- Kirkmuirhill Location within South Lanarkshire
- Population: 4,380 (2020)
- Council area: South Lanarkshire;
- Country: Scotland
- Sovereign state: United Kingdom
- Post town: LANARK
- Postcode district: ML11
- Police: Scotland
- Fire: Scottish
- Ambulance: Scottish

= Kirkmuirhill =

Village in South Lanarkshire, Scotland

Kirkmuirhill is a village in South Lanarkshire, Scotland. It borders Blackwood, near Lanark and is sited near Junction 9 of the M74 motorway.

==History==
In 1810 John Begg, husband of Robert Burns' youngest sister Isabella, became the land steward for Mr James Hope Vere MP on his estate at Blackwood.
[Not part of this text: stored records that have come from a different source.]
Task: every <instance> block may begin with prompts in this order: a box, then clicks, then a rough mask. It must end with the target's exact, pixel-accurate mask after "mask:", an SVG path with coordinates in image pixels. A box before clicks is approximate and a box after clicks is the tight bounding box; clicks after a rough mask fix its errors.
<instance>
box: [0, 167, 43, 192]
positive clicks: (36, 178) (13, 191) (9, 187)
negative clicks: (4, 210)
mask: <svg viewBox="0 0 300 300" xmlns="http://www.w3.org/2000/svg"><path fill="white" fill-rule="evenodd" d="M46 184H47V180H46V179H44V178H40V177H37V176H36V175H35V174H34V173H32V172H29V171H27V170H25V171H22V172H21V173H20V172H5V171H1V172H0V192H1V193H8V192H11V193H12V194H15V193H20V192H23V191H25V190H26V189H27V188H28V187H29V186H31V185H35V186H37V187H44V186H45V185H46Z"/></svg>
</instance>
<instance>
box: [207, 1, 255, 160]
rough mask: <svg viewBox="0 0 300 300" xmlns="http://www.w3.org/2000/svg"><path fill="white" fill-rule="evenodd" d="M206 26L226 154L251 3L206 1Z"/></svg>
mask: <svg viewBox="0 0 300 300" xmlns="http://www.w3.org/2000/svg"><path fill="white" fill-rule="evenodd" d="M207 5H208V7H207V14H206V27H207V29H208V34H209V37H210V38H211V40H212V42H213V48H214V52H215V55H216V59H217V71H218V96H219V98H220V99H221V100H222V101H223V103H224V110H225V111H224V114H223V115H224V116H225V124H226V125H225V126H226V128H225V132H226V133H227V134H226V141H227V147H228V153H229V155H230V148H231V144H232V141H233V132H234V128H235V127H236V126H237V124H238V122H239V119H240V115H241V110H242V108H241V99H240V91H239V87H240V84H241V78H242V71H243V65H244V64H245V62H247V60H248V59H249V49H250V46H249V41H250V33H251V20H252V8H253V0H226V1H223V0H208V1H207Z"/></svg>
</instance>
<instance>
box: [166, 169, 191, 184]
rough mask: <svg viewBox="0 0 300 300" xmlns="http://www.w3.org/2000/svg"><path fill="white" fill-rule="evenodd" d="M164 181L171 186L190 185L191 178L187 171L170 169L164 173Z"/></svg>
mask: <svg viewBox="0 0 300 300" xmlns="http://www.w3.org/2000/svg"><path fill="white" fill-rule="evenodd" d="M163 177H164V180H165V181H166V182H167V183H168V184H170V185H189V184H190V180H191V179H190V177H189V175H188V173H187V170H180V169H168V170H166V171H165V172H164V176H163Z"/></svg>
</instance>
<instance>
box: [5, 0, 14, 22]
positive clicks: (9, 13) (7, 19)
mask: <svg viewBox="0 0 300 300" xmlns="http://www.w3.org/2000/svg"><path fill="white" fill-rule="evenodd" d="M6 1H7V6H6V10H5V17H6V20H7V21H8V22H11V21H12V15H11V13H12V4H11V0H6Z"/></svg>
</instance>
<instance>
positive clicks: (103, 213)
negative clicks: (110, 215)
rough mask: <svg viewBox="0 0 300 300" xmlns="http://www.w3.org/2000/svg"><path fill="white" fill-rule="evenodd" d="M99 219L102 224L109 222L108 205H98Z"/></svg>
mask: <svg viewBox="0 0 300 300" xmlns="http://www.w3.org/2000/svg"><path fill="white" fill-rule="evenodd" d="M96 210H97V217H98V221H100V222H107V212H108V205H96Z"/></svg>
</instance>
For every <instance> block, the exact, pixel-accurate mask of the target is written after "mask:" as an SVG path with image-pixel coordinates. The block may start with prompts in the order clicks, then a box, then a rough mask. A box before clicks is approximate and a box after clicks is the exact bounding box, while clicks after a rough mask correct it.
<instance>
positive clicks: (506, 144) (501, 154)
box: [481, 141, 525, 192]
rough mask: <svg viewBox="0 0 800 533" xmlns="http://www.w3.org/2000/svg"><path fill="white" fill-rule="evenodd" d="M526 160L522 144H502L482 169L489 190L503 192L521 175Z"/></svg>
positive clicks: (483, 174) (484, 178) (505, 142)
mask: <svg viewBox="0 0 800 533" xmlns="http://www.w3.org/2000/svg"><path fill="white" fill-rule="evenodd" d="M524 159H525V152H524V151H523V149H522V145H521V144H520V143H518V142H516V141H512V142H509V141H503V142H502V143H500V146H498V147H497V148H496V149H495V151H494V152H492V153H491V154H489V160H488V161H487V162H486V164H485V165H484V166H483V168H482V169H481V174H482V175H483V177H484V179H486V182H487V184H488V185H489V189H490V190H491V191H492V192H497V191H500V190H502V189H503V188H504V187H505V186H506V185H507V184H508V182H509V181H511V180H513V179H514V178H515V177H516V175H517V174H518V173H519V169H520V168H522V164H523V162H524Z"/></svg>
On 24 April 1813, after nearly three years at Blackwood, John met his death when his horse reared and fell on him, crushing him to death. He was returning from his regular trip to Lesmahagow market on a horse that he had been asked to ride because it had become fractious due to lack of exercise. Isabella was left a widow with nine children with ages from three to eighteen. For a while Mr James Hope Vere paid her a small annual grant however to make ends meet she opened a dame's school in Kirkmuirhill which she ran for four years before moving to Ormiston.

== Amenities ==

=== Churches ===
There are a number of Christian congregations within the village. These include Kirkmuirhill Parish Church of Scotland; Hope Church: Blackwood & Kirkmuirhill Free Church of Scotland, Our Lady & St John's Catholic Church and Kirkmuirhill Gospel Hall.

==Bibliography==
1. Begg, Robert Burns (1891). Memoir of Isobel Burns. Privately printed.